La première œuvre d'art restaurée "Hiroshima Panels" des horreurs de la bombe atomique dévoilée

La première œuvre d’art restaurée « Hiroshima Panels » des horreurs de la bombe atomique dévoilée

La première restauration achevée de la série de peintures « Hiroshima Panels » qui dépeignent les horreurs des bombes atomiques larguées sur le Japon à la fin de la Seconde Guerre mondiale a été dévoilée aux médias mercredi au musée dédié aux puissantes œuvres d’art.

La pièce « Ghosts » est l’une des 15 œuvres de la série des artistes Iri et Toshi Maruki, nominés pour le prix Nobel de la paix. Il présente une procession de personnages d’un autre monde, dont beaucoup ont la peau carbonisée et noircie, à la suite du bombardement atomique d’Hiroshima le 6 août 1945.

Le retour de l’œuvre à la galerie Maruki pour les panneaux d’Hiroshima à Higashimatsuyama, préfecture de Saitama, près de Tokyo, intervient après environ 18 mois de travaux de restauration à l’Institut pour la conservation des biens culturels de l’Université des arts d’Aichi au centre du Japon.
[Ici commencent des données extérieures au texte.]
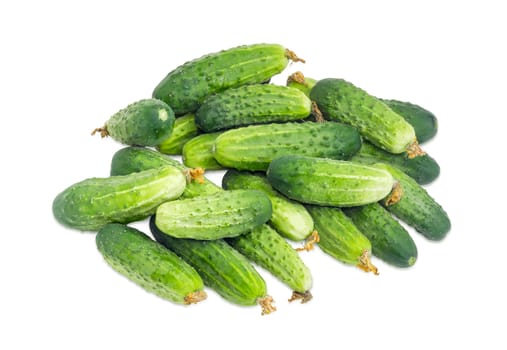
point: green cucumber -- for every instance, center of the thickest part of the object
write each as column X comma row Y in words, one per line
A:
column 416, row 207
column 187, row 86
column 184, row 129
column 198, row 152
column 254, row 147
column 422, row 169
column 143, row 123
column 148, row 264
column 289, row 218
column 221, row 267
column 90, row 204
column 268, row 249
column 134, row 159
column 329, row 182
column 390, row 241
column 340, row 238
column 252, row 104
column 220, row 215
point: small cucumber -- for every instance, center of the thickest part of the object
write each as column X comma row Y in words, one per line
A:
column 340, row 238
column 90, row 204
column 198, row 152
column 252, row 104
column 143, row 123
column 390, row 241
column 220, row 215
column 254, row 147
column 329, row 182
column 289, row 218
column 148, row 264
column 422, row 169
column 184, row 129
column 416, row 207
column 221, row 267
column 187, row 86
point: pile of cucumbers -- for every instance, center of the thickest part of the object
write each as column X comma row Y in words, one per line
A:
column 318, row 162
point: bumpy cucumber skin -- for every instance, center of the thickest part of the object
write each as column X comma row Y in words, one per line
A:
column 254, row 147
column 252, row 104
column 265, row 247
column 328, row 182
column 221, row 267
column 143, row 123
column 341, row 101
column 339, row 237
column 90, row 204
column 417, row 208
column 198, row 152
column 184, row 129
column 223, row 214
column 186, row 87
column 134, row 159
column 289, row 218
column 424, row 122
column 147, row 263
column 390, row 241
column 423, row 169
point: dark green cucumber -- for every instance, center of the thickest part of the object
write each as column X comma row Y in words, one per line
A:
column 329, row 182
column 184, row 129
column 187, row 86
column 416, row 207
column 220, row 215
column 390, row 241
column 90, row 204
column 289, row 218
column 148, row 264
column 220, row 266
column 340, row 238
column 254, row 147
column 252, row 104
column 134, row 159
column 423, row 121
column 198, row 152
column 143, row 123
column 422, row 169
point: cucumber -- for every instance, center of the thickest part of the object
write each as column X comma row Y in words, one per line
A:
column 329, row 182
column 268, row 249
column 416, row 207
column 134, row 159
column 340, row 238
column 423, row 169
column 221, row 267
column 184, row 129
column 198, row 152
column 148, row 264
column 220, row 215
column 252, row 104
column 143, row 123
column 90, row 204
column 187, row 86
column 390, row 241
column 254, row 147
column 289, row 218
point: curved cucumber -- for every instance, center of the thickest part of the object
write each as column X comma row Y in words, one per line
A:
column 223, row 214
column 252, row 104
column 148, row 264
column 143, row 123
column 329, row 182
column 289, row 218
column 90, row 204
column 254, row 147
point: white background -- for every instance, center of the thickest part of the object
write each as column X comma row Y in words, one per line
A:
column 65, row 67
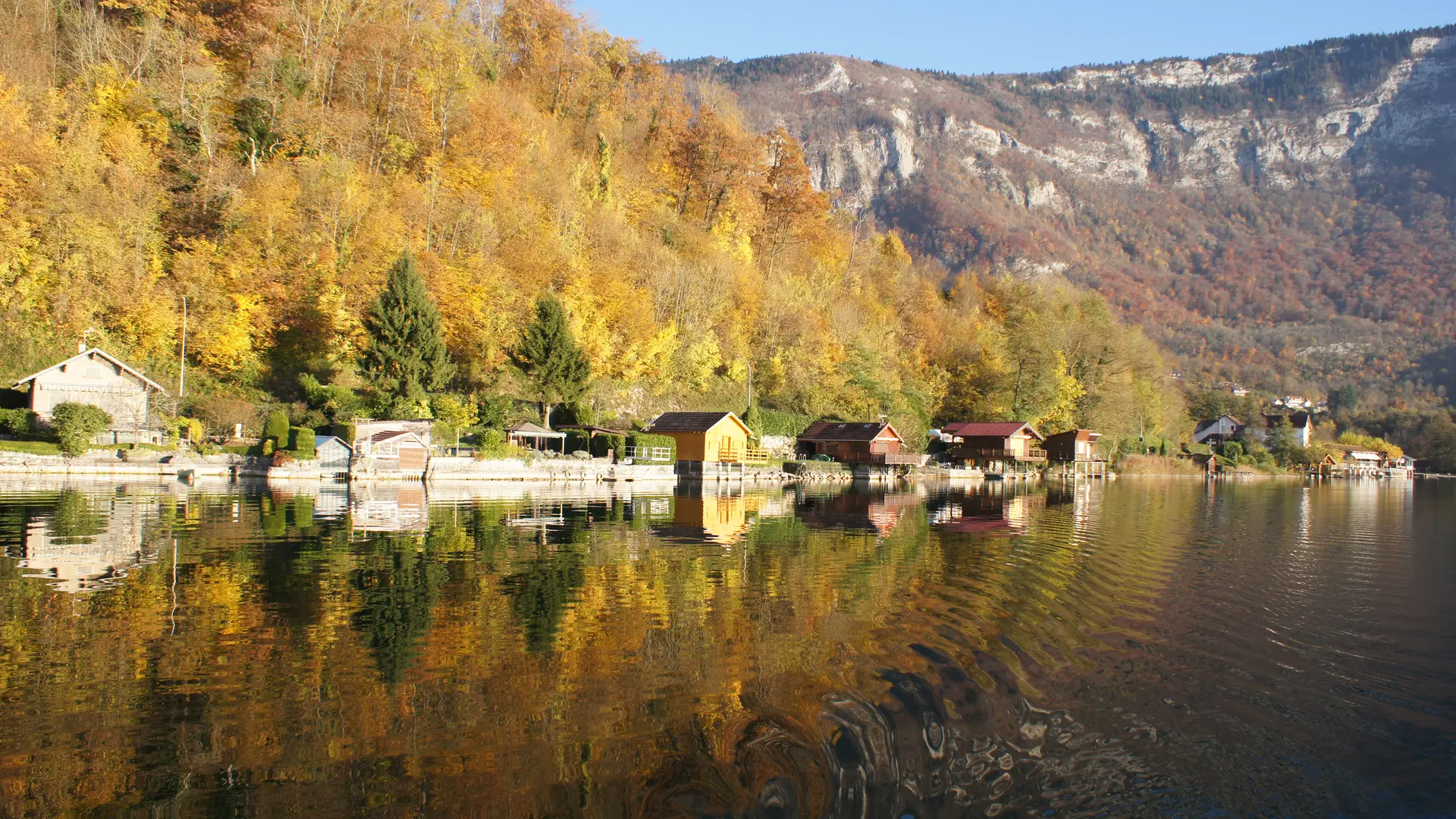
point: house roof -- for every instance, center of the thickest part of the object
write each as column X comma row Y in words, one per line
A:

L’œuvre, mesurant 1,8 mètre de haut et 7,2 m de long, sera remise aux visiteurs à partir de jeudi.

Les panneaux ont été créés après que les Maruki aient passé environ un mois dans la ville natale d’Iri, Hiroshima, immédiatement après l’attaque atomique. Ce qu’ils ont entendu et vu a inspiré la création des pièces, qui a commencé environ trois ans après leur départ de la ville.

Les trois premiers panneaux ont fait leurs débuts en 1950 et ont parcouru le pays, offrant aux Japonais une représentation visuelle des bombardements atomiques à une époque où les forces d’occupation dirigées par les États-Unis censuraient les informations sur les conséquences.

Quatorze des séries de panneaux d’Hiroshima publiées sur 32 ans de 1950 à 1982 font partie de la collection permanente du musée consacré au travail des Marukis, qui a ouvert ses portes en 1967. La 15e pièce, « Nagasaki », est exposée au musée de la bombe atomique de Nagasaki. .

Les œuvres se sont toutefois détériorées dans les installations vieillissantes de la galerie, l’exposition aux ultraviolets, les insectes, la poussière et les problèmes de température menaçant leur avenir à long terme. Pour restaurer les œuvres et rénover le bâtiment, la galerie a lancé une collecte de fonds pour la préservation en 2017, le 50e anniversaire de son ouverture.

Au 15 décembre 2022, la galerie privée avait collecté des dons d’environ 270 millions de yens (1,94 million de dollars) pour son fonds de préservation des panneaux.

Le même jour que « Ghosts » a été dévoilé, le deuxième des panneaux, « Fire », a été vérifié et envoyé à l’institut de conservation. Il dépeint en rouges et noirs vifs les victimes prises dans la tempête de feu causée par la chaleur extrême du bombardement d’Hiroshima.